The leaflet in question also writes that sex education is a “subversion of the constitutional role of parents as ‘primary educators’ on ‘religious and moral, intellectual, physical and social’ matters.” However, Article 42 of the Irish constitution also says that the State requires “that the children receive a certain minimum education, moral, intellectual and social,” which may be provided at home or in school.
Furthermore, as The Journal reports, almost 20,000 parents were consulted on the changes to the SPHE syllabus, and it will be possible for students to be withdrawn from the classes.
“There was a public consultative process in advance of the development of the Junior Cycle curriculum available from September 2023,” Dublin City University researcher Dr Elaine Byrnes told journalists, adding that anyone could have “chosen to engage with the process”.
“Further, the public consultation process for the Senior Cycle reform remains open on the NCCA (National Council for Curriculum and Assessment) website until 18 October 2023. There is an opportunity for students, teachers and indeed ‘parents or guardians’ as specified by Christian Voice Ireland to voice any concerns they may have related to RSE reform.”

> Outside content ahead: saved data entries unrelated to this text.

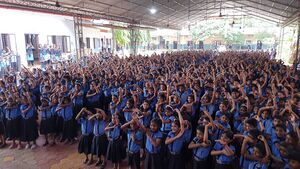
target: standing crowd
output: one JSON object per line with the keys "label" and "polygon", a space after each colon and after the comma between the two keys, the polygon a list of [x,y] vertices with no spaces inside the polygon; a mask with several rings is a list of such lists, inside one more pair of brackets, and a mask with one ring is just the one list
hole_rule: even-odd
{"label": "standing crowd", "polygon": [[[98,56],[0,81],[1,147],[73,144],[84,163],[299,169],[299,72],[265,52]],[[80,134],[79,134],[80,133]],[[1,150],[0,150],[1,151]]]}

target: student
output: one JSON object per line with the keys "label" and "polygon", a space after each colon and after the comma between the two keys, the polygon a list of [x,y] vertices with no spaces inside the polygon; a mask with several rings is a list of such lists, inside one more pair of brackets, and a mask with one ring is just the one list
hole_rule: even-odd
{"label": "student", "polygon": [[185,132],[184,121],[181,112],[176,109],[179,121],[172,121],[171,131],[168,133],[165,144],[168,146],[168,168],[181,169],[184,167],[182,149],[184,148]]}
{"label": "student", "polygon": [[234,160],[235,147],[231,145],[233,133],[225,131],[220,140],[216,140],[216,144],[211,151],[212,156],[216,156],[215,169],[231,169]]}
{"label": "student", "polygon": [[100,91],[95,81],[90,84],[90,90],[86,94],[87,105],[90,110],[93,108],[99,108]]}
{"label": "student", "polygon": [[150,126],[150,121],[152,119],[152,111],[148,101],[145,100],[144,103],[142,104],[141,112],[142,112],[143,125],[147,128]]}
{"label": "student", "polygon": [[71,99],[63,97],[61,103],[57,106],[56,112],[63,118],[63,131],[60,142],[67,141],[65,144],[74,143],[74,124],[73,124],[73,108]]}
{"label": "student", "polygon": [[46,97],[41,98],[42,105],[38,108],[39,113],[41,114],[41,125],[40,125],[40,134],[45,136],[45,143],[43,146],[49,144],[49,136],[52,137],[53,141],[51,145],[55,144],[55,121],[54,121],[54,112],[51,111],[49,106],[49,100]]}
{"label": "student", "polygon": [[52,145],[56,144],[56,138],[62,132],[62,128],[63,128],[63,119],[62,117],[58,116],[56,112],[57,106],[58,106],[58,97],[57,95],[54,95],[51,97],[51,103],[50,103],[50,111],[51,114],[53,115],[53,125],[54,125]]}
{"label": "student", "polygon": [[[6,118],[7,138],[12,140],[10,149],[15,148],[16,140],[20,138],[20,118],[21,111],[17,102],[12,97],[7,99],[7,105],[4,108]],[[18,149],[21,149],[21,140],[19,140]]]}
{"label": "student", "polygon": [[78,144],[78,153],[85,154],[84,164],[88,165],[92,164],[93,162],[92,157],[91,160],[89,160],[89,154],[91,154],[91,145],[93,140],[93,125],[89,120],[89,116],[91,115],[92,113],[90,111],[87,111],[87,109],[84,107],[75,117],[75,120],[80,123],[82,134]]}
{"label": "student", "polygon": [[121,133],[121,124],[119,117],[116,114],[112,115],[111,122],[105,131],[108,132],[108,148],[107,148],[107,159],[110,160],[115,169],[120,168],[120,162],[123,159],[123,144],[122,144],[122,133]]}
{"label": "student", "polygon": [[262,141],[254,146],[253,154],[256,159],[249,163],[248,169],[268,169],[268,158],[271,151],[267,140],[264,136],[260,135],[258,138]]}
{"label": "student", "polygon": [[[143,133],[139,129],[138,116],[132,114],[132,120],[122,125],[122,129],[127,132],[127,155],[129,169],[140,169],[140,149],[143,140]],[[130,128],[128,128],[130,126]]]}
{"label": "student", "polygon": [[243,136],[243,143],[241,147],[240,166],[242,169],[247,169],[249,163],[257,159],[254,155],[254,146],[258,143],[258,136],[260,131],[258,129],[249,130],[247,135]]}
{"label": "student", "polygon": [[[27,142],[25,149],[34,149],[38,138],[37,122],[35,118],[35,106],[31,101],[29,93],[21,100],[21,141]],[[30,144],[32,142],[32,145]]]}
{"label": "student", "polygon": [[162,133],[159,131],[159,119],[155,118],[151,120],[150,129],[145,128],[139,123],[140,128],[146,132],[146,159],[144,162],[145,169],[161,169],[161,141]]}
{"label": "student", "polygon": [[198,126],[196,137],[190,142],[188,148],[193,149],[193,169],[209,168],[208,156],[211,149],[211,142],[208,139],[208,127]]}
{"label": "student", "polygon": [[98,161],[96,162],[96,166],[100,165],[100,168],[103,169],[106,166],[106,153],[108,146],[107,136],[104,131],[107,123],[107,115],[103,110],[96,109],[96,114],[91,116],[89,120],[91,120],[94,123],[94,138],[92,141],[91,148],[91,161],[93,160],[93,155],[97,155]]}
{"label": "student", "polygon": [[5,128],[5,96],[4,93],[0,93],[0,148],[4,148],[6,146],[6,128]]}

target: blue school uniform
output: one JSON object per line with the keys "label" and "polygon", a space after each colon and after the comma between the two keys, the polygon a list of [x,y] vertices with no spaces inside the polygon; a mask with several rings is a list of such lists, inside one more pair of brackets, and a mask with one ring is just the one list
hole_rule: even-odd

Other points included in the leaflet oppose “pronoun use”, “bathroom access on ‘gender identity’ basis”, and “normalisation” of “transitioning surgeries”, “Cross-dressing” and “sexual attraction to all genders”. While these are not factual claims, the NCCA clarified that it does not promote any particular sexual orientation and even avoids using terms like “normal”.
Literature from the Parents’ Rights Alliance was also analysed. It claims that the government is “proposing to impose transgender ideology and pornography classes on all Primary and Secondary schools, starting with the Junior Cert Curriculum in Sept 2023”. However, experts clarify that there is no mention of so-called “transgender ideology” in the sex education syllabus or official teaching guidelines, and children will not be shown pornography.
“Pornography will never, ever be shown in a classroom to students,” secondary school teacher, Assistant Principal and SPHE and Wellbeing coordinator Eoghan Cleary said.
“It would be illegal for any teacher to do that.”
Among other things, the leaflet also says that the course “ignores the ethos of Catholic and religious minority schools”.
In response, the NCCA stated that while “SPHE is not religious education,” it does, in fact, encompass “Christian values”.
“They’re values that anybody of any fair or any good humanist would be able to concur with. But it’s not the job of the SPHE teacher to engage in religious education,” the organisation explained.
Finally, a document which does not contain any group’s name, logo or branding, was also studied. It claims that “the sexualization of our children has begun” and that the new sex education syllabus marks “the beginning of the normalisation of paedophilia”. It also falsely states that minors are being encouraged to “engage in same-sex relationships” and that the curriculum is in breach of the Children First Act 2015, a law that is commonly invoked by the far-right to spread anti-LGBTQ+ rhetoric, as has been seen in the recent library protests.
Fact-checkers state that the new SPHE syllabus “does not contain the material that the flyer claims” and that “it’s clear to see that the leaflet mischaracterizes what children are taught at certain ages.”